Wer ließ die Passagen streichen?

Eventuelle im Nachhinein beigebrachte Unterlagen der Stadt, die die Beanstandungen entkräften und so den Inhalt des Prüfberichts verändern hätten können, gab es laut den Prüfern nicht. Und so stellen sich einige entscheidende Fragen: Warum wurden all diese Passagen meist ersatzlos gestrichen? Wer hat sie gestrichen? Und auf wessen Anweisung hin?

Nur „kleinere formelle Änderungen“

Hinterfragenswert sind zumindest die Umstände: In dem für die Prüfung von ÖVP-Gemeinden damals zuständigen Büro von SPÖ-Gemeindelandesrat Josef Ackerl wusste man schon vor der Schlussbesprechung mit der Stadt, dass der Bericht viele Kritikpunkte beinhaltet. Nach der Schlussbesprechung - so sagen damalige Mitarbeiter - kam dann aus der Abteilung Inneres und Kommunales die Information, dass es im Zuge der Schlussbesprechung nur „kleinere formelle Änderungen“ gebe und der so korrigierte Bericht im Internet veröffentlicht werden könne. Kontrolliert hat man diese „kleinen formellen Änderungen“ aber nicht mehr, stand doch genau in diesen Tagen der Wechsel von Ackerl zu seinem Nachfolger Reinhold Entholzer an.

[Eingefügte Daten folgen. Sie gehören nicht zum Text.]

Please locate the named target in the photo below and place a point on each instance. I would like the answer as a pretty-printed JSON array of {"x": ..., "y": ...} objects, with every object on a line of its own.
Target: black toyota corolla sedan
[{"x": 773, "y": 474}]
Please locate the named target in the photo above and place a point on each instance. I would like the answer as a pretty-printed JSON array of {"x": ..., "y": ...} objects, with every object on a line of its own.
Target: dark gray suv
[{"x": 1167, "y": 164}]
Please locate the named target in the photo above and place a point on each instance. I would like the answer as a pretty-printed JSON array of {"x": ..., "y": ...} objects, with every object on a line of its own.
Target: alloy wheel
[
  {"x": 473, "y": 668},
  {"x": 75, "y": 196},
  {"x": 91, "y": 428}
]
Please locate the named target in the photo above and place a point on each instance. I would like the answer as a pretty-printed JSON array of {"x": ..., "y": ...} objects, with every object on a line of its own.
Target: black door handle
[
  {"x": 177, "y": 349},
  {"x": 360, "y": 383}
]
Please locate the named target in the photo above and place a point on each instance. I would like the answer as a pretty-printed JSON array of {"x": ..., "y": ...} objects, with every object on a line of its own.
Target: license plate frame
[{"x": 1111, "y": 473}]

Streichungen im Freistadt-Bericht „einzigartig“

Entholzer kannte den kritischen Erstbericht nicht, wusste auch nicht, was im Vorfeld geschehen war. Und fragt man ehemalige Mitarbeiter aus dem Ackerl-Büro von damals, dann sagen die, dass es zwar durchaus normal gewesen sei, dass kleinere Änderungen in solchen Prüfberichten vorgenommen worden seien, etwa juristische Formulierungen. Die massiven Abweichungen und Streichungen im Freistadt-Bericht seien aber einzigartig gewesen, heißt es.

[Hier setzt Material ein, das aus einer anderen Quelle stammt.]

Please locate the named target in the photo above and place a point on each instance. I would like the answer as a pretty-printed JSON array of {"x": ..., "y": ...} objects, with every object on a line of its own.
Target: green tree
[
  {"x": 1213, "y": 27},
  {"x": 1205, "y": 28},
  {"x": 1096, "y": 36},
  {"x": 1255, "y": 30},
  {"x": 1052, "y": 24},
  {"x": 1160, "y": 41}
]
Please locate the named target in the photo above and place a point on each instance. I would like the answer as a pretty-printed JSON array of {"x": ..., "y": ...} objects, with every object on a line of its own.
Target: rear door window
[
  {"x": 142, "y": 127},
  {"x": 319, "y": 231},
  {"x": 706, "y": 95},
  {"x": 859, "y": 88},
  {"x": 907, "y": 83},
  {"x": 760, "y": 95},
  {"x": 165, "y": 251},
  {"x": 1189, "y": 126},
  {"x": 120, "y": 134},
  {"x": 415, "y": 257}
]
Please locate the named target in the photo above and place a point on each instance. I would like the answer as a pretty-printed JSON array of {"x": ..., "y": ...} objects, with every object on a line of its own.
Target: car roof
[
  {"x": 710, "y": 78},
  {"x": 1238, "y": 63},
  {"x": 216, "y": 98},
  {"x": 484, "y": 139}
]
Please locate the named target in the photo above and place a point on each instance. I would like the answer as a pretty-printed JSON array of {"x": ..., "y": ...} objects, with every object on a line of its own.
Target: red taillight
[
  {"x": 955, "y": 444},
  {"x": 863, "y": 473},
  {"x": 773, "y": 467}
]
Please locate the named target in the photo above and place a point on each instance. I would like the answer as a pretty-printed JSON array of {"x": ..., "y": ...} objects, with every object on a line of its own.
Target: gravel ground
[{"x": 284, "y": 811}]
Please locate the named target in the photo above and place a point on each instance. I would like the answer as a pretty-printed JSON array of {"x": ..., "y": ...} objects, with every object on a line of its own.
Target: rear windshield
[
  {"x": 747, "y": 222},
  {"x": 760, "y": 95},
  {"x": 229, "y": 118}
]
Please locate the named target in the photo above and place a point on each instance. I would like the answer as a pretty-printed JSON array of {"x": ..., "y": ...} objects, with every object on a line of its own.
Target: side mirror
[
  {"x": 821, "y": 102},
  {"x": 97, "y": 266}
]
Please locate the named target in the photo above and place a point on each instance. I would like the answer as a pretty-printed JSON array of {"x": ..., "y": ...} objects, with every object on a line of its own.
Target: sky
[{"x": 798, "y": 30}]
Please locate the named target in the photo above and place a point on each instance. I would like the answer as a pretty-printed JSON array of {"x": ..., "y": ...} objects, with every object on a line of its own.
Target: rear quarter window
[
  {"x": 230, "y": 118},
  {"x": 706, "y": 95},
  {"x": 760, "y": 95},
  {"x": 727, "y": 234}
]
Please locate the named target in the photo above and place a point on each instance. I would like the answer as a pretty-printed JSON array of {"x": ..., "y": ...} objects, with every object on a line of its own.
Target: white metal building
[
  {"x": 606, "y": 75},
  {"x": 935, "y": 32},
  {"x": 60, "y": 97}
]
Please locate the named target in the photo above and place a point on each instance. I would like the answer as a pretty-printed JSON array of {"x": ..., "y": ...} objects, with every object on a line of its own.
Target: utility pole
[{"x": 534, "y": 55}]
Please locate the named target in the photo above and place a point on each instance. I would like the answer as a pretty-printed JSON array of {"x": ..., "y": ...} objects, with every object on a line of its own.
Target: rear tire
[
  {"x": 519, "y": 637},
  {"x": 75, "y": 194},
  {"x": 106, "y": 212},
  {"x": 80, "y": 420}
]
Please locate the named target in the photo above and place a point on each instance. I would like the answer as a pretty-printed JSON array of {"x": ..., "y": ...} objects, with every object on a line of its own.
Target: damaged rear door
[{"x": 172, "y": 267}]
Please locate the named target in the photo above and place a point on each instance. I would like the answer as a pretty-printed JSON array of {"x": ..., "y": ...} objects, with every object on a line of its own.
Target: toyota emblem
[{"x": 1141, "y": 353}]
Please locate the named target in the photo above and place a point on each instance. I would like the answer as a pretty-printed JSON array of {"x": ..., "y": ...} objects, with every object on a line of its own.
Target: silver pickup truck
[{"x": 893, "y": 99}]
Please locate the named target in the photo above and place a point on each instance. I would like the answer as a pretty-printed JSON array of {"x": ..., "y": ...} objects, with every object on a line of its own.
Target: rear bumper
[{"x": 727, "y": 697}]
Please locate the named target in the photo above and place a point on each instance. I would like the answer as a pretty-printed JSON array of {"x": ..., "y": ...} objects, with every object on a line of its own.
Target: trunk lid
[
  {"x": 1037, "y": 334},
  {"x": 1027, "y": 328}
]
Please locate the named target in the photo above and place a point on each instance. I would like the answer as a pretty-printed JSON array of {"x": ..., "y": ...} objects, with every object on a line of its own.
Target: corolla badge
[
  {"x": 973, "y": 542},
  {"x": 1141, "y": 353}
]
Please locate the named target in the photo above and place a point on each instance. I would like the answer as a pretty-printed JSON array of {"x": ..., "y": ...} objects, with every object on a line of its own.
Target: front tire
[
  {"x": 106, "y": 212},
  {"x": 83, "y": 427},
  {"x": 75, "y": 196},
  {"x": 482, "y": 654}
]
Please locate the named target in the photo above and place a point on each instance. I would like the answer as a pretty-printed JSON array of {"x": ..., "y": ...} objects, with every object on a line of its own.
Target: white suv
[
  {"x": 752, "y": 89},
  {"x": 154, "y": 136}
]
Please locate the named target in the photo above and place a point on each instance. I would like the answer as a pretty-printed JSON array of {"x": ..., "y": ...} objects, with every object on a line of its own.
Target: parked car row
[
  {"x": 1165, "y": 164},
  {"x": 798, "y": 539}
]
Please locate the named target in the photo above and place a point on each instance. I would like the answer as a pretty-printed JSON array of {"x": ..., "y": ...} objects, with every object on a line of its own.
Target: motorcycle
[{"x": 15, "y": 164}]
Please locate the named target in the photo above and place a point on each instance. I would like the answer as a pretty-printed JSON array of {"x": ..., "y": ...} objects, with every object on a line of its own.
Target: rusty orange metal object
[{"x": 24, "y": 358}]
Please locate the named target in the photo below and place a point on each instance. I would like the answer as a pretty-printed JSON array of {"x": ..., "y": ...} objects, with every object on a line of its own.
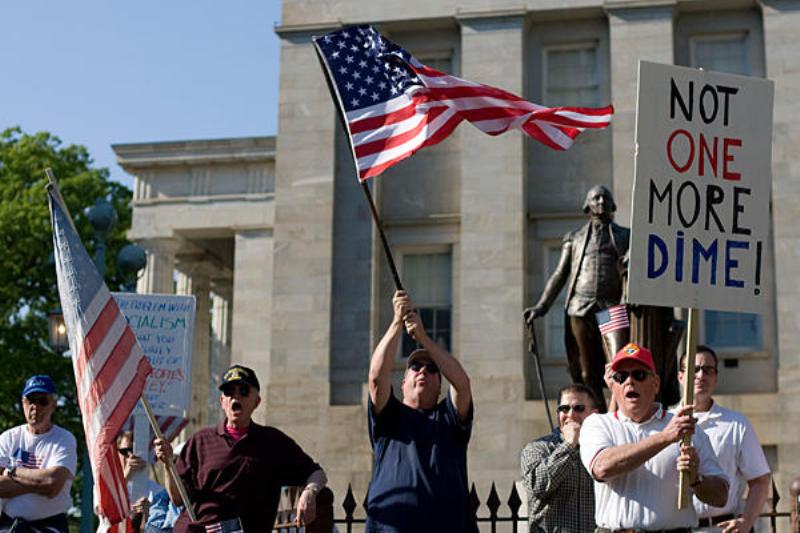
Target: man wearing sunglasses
[
  {"x": 419, "y": 477},
  {"x": 560, "y": 491},
  {"x": 234, "y": 472},
  {"x": 635, "y": 456},
  {"x": 38, "y": 460},
  {"x": 737, "y": 448}
]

Niemand will von Streichungen gewusst haben

Und noch etwas fällt auf: Die Änderungen, Streichungen und die Veröffentlichung des Prüfberichts erfolgte genau in jenen Wochen, in denen der Hauptprüfer, der sich mit all den heiklen und entsprechend diskutierten Kritikpunkten beschäftigt hatte, auf Urlaub war. Die zuständigen Politiker - egal welchen Couleurs - beteuern seit Wochen, nichts von den Vorgängen und den Streichungen gewusst zu haben. Das würde im Umkehrschluss bedeuten, dass Landesbeamte von sich aus diese Streichungen und Veränderungen durchgeführt hätten. Und da stellt sich schon die nächste Frage, ohne derzeit eine Antwort parat zu haben: Warum hätten sie das tun sollen?